Risks and limitations

  • Hallucinations: AI can produce plausible but incorrect proofs; these can be mistakenly published if users don’t verify them.
  • Trust gap: Unlike human authors who are expected to believe in their proofs, AI systems have no belief-norm; the community needs higher standards for AI-derived claims.
  • Interpretability: Long machine-generated proofs may be technically correct but not illuminating; mathematicians often want proofs that explain why something is true, not just that it is true.
  • Workload of verification: Formalizing and verifying long arguments in proof assistants is labor-intensive, though it offers the best route to reliable acceptance of AI proofs.
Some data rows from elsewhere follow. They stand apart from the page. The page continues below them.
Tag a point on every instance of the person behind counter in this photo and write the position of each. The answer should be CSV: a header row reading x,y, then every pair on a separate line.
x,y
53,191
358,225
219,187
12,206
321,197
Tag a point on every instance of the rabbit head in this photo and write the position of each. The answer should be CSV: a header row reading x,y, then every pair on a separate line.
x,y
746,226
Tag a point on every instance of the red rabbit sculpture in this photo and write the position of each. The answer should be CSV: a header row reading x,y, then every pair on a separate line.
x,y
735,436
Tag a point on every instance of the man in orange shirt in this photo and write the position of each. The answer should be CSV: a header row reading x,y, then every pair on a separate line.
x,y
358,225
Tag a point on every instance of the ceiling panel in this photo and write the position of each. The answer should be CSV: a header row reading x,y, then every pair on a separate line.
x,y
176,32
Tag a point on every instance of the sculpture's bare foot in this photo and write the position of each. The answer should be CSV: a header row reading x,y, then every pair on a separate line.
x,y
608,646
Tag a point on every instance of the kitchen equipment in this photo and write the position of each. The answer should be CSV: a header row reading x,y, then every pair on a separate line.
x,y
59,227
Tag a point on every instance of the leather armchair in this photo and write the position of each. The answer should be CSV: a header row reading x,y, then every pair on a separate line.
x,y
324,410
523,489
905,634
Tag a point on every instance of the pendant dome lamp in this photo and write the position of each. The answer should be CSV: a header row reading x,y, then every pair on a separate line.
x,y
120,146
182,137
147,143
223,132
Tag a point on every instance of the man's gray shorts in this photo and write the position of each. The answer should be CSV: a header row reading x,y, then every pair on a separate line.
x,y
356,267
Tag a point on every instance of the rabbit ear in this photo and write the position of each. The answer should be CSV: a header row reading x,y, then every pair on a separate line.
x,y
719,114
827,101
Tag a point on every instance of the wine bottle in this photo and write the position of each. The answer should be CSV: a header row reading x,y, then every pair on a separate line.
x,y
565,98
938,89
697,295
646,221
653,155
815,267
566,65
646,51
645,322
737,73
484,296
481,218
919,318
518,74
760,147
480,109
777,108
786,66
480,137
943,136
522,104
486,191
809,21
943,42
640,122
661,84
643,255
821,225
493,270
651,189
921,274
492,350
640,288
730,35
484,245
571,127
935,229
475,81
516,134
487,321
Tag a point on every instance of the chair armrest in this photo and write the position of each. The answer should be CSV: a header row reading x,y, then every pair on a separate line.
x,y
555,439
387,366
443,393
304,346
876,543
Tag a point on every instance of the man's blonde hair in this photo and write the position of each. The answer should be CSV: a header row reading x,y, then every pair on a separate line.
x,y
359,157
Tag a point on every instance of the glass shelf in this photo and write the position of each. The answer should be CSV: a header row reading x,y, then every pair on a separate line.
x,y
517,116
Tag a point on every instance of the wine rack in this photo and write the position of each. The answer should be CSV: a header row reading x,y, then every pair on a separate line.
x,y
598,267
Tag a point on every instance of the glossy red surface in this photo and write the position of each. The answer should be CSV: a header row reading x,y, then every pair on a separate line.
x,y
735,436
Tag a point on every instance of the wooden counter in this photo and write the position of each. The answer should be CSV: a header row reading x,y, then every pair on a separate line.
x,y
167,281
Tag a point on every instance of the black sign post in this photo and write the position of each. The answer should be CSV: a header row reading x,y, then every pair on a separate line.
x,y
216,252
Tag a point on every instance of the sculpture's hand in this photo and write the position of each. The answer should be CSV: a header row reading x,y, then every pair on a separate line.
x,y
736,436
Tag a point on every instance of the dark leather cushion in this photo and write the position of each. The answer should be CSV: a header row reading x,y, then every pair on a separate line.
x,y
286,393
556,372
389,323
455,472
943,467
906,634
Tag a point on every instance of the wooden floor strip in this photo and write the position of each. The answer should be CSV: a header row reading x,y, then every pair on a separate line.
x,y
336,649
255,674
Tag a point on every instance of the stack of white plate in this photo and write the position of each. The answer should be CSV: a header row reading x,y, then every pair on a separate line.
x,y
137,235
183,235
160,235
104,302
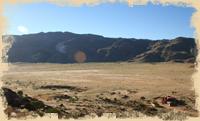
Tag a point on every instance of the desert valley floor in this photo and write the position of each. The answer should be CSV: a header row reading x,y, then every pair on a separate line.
x,y
83,89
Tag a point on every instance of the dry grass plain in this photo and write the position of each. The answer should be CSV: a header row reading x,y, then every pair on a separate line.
x,y
99,88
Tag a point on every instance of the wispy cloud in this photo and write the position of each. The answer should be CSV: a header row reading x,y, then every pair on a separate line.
x,y
22,29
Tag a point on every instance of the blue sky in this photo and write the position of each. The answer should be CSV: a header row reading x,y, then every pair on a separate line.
x,y
110,20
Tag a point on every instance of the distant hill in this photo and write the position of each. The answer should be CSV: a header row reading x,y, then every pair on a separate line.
x,y
66,47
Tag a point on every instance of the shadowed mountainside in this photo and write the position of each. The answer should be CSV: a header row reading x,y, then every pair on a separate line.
x,y
66,47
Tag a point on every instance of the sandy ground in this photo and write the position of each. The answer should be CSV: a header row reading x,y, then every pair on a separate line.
x,y
105,87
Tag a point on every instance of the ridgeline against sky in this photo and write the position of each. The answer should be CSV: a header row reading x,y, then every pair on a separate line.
x,y
110,20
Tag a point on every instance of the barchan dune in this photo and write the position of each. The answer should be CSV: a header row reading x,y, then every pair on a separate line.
x,y
194,22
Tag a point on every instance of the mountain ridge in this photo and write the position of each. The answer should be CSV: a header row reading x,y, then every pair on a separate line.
x,y
66,47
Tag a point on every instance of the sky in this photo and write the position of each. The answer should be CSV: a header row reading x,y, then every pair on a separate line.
x,y
109,20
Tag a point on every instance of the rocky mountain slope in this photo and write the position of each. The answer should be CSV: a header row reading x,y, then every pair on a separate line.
x,y
66,47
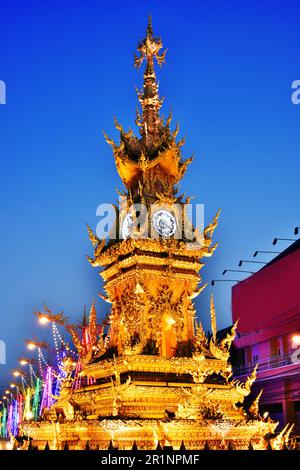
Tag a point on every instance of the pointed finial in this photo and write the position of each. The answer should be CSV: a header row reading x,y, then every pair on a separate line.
x,y
213,318
149,27
84,320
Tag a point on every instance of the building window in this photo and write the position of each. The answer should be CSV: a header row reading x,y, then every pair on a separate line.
x,y
255,358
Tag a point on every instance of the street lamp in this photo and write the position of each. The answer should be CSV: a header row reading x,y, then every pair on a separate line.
x,y
236,271
250,261
223,280
263,251
284,239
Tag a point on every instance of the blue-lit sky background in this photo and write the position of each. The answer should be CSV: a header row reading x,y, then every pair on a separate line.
x,y
69,70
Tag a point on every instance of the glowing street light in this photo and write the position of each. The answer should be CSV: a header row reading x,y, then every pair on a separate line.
x,y
17,373
250,261
223,280
264,251
23,362
296,340
236,271
284,239
32,344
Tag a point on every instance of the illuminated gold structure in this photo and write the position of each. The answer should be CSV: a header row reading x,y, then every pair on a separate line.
x,y
158,379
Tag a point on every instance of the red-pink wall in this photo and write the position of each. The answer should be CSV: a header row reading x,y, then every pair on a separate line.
x,y
269,300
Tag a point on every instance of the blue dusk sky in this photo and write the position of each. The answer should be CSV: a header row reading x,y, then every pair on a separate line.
x,y
68,69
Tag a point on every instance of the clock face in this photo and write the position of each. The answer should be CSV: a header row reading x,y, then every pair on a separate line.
x,y
164,223
127,226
Practical recommendations / action items

For mathematicians and research groups:

  • Use AI as a research aid—literature synthesis, learning new areas, sketching approaches—but always verify results.
  • Prefer workflows that couple AI output with proof assistants for formal verification when possible.
  • Treat natural-language AI proofs with skepticism; avoid posting unvetted AI-generated proofs to preprint servers.
  • Learn tooling: invest time in understanding formal proof assistants and AI-assisted formalization workflows to get ahead of the transition.

For journals, arXiv moderators, and institutions:

  • Update norms and submission/peer-review processes to address AI-generated results (e.g., require verifiable artifacts or formal proofs for high-risk claims).
  • Develop standards for disclosure when AI is used in producing proofs or technical results.

For students and early-career researchers:

  • Expect changing skill requirements: familiarity with AI research tools and proof assistants will be a valuable complement to traditional mathematical training.
  • Continue to cultivate deep problem-formulation and collaboration skills—those remain central and hard to automate.

Final perspective

AI is already reshaping parts of mathematical practice—helping with computations, learning, literature review, and occasionally producing suggestive or partly correct proofs—but it has not yet replaced core human roles: creative problem selection, deep conceptual understanding, and community verification. The most productive near-term path is likely a hybrid one: humans using AI to accelerate discovery while relying on formal verification tools and human judgment to ensure correctness and comprehension.